La fuerza de la rebelión popular es su espontaneidad, pero quizás eso mismo sea su gran debilidad, al carecer de una dirección unificada y de un proyecto de transición claro. Los jóvenes, los vecinos de los barrios y los campesinos han tomado la iniciativa y la han mantenido con admirable determinación y creatividad, a pesar de una represión brutal. La poderosa empresa privada, aliada del régimen, ha tomada distancia del mismo, forzada por la sublevación ciudadana. Su margen de maniobra es pequeño, porque no tiene la iniciativa ni la fuerza. El Ejército, que también ha tomado distancia, es una incógnita.

Los rebeldes hablan de libertad y de democracia, valores que deben concretarse para colmar las expectativas suscitadas por la insurrección. La expulsión de Ortega y su familia del poder no es más que el primer paso, el cual será seguido por una transición en la que se decidirá lo que viene después. De ahí la importancia de tener claridad sobre ese proceso y sus metas.

Arena y sus socios siguen de cerca la evolución de la situación. Sus voceros saludan la rebelión contra un régimen al cual consideran enemigo por su presunta ideología comunista. No así los capitales que han invertido fuertemente en Nicaragua, amparados en la alianza de Ortega con el sector privado. Súbitamente, la inestabilidad y la incertidumbre amenazan unas inversiones que hasta ahora parecían seguras. Invirtieron en el vecino país y no en El Salvador, porque aquel ofrecía más garantías. No es la primera vez que el capital prospera gracias a la dictadura latinoamericana, aunque sea de izquierda. El capitalismo neoliberal no es más que la dictadura de la máxima ganancia y la acumulación.

El FMLN no retomará la opción insurreccional de Nicaragua tal como lo hizo en la guerra, cuando soñó con hacer lo mismo acá.
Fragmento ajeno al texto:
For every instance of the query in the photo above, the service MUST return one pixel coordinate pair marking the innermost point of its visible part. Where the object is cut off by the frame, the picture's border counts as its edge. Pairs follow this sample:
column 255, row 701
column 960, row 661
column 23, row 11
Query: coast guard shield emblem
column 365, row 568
Si Nicaragua había podido con la dictadura de Somoza, por qué no El Salvador con la dictadura de los militares. En esta ocasión, no habrá sobresaltos por este lado. Sin embargo, el país sufre las consecuencias de una revuelta más organizada, más prolongada y mucho más letal que la nicaragüense. Las pandillas constituyen, en cierto sentido, una sublevación juvenil contra un capitalismo neoliberal excluyente. Irónicamente, la opción de los Gobiernos del FMLN, y de una proporción significativa de la sociedad, es el exterminio. La misma opción de la dictadura de la familia Ortega. A una aniquilación se ha respondido con otra.

El Salvador vive bajo la dictadura del capitalismo neoliberal. Pero a diferencia de Nicaragua, no habrá una insurrección, excepto la de las pandillas. En buena medida porque, a diferencia de Nicaragua, donde la perversidad de la dictadura se encarna en una pareja, la del capitalismo no tiene rostro, solo efectos devastadores. Por eso, los capitalistas de El Salvador se cuidan mucho de dar la cara. Solo difunden su lado más amable, la llamada responsabilidad social empresarial, actos de caridad organizada, cuyo efecto benefactor es muy limitado.